Over the years the disease has become more frequently diagnosed and it’s thought that the increased acceptance and wearing of contact lenses is postulated to contribute.  In thirty years of practice I (Dr Jim Kokkinakis) have consulted with thousands and thousands of patients wearing contact lenses.  Of all the cases of epithelial keratitis that I have seen, to date I cannot remember seeing one case that has coincided with contact lens wear.  Even though this could be just a sheer coincidence it is unlikely that contact lenses a definte trigger for herpes keratitis.


As mentioned earlier, care is needed in accurately identifying the particular epithelial keratitis as treatment is specific.

An antiviral topical ointment (Zovirax) or alternatively eye drops should be applied – not to eradicate the virus entirely but to slow its growth until nature takes its course and the infection clears up – a sound way to do things!

It’s important then that the full course of treatment is followed – many eye-care specialists complain that patients do not do this, thinking that their condition has cleared up when this is simply not the case.

The ultimate objective of any treatment is to prevent any long term damage that may occur in the cornea.  Recurrent cases are particularly dangerous to a favourable long term outcome.  In these cases oral Acyclovir or related oral antiviral called Famvir are prescribed ongoing as a prophylactic to recurrence.

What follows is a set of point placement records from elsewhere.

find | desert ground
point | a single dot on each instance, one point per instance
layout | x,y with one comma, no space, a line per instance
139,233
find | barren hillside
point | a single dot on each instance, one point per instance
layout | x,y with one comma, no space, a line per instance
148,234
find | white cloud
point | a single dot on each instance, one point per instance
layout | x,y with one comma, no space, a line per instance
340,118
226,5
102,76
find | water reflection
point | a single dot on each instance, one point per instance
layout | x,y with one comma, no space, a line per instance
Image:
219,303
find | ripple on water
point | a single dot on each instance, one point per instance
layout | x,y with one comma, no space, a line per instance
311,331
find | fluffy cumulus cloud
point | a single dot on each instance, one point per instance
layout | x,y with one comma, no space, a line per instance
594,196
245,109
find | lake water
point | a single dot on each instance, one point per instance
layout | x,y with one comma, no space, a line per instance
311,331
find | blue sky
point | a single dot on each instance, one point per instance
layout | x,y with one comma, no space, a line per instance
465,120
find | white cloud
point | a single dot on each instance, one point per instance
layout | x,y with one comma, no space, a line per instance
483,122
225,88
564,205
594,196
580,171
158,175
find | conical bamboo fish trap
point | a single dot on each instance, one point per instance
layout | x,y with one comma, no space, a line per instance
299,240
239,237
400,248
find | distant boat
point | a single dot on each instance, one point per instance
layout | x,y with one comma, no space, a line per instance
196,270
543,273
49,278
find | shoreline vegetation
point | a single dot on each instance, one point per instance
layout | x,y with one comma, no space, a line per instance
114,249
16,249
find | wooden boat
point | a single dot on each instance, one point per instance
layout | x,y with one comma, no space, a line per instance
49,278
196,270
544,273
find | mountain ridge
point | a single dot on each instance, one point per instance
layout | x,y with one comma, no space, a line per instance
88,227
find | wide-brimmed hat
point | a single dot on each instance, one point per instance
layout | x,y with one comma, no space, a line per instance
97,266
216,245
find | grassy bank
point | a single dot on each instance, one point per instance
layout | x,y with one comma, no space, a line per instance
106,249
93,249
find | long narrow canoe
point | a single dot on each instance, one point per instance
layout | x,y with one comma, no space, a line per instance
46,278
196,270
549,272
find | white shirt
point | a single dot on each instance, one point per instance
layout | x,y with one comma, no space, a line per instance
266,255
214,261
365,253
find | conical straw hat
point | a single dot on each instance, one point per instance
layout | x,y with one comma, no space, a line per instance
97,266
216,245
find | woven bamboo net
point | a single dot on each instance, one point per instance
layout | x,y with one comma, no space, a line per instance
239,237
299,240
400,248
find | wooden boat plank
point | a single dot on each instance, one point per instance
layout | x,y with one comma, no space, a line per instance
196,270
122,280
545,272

  1. Bett 25 December 2013 at 9:21 am - Reply

    In April 2013, my 14 year old daughter was diagnosed with keratitis. After treatment (pred forte) she continued to suffer from keratitis and it has become a chronic condition. It is now 8 months since her initial diagnosis and the opthalmologist has now told us that the condition, which initially was considered post viral keratitis has now changed, and has become herpetic. She is now being treated with both zovirax and pred forte. Her keratitis has been constant since April, and weaning off and eventually stopping pred forte has only given a 5 day period before symptoms start again – hence we feel it’s a never ending battle, especially now with more severe symptoms and the keratitis becoming herpetic. Any suggestions please? I’m becoming extremely concerned.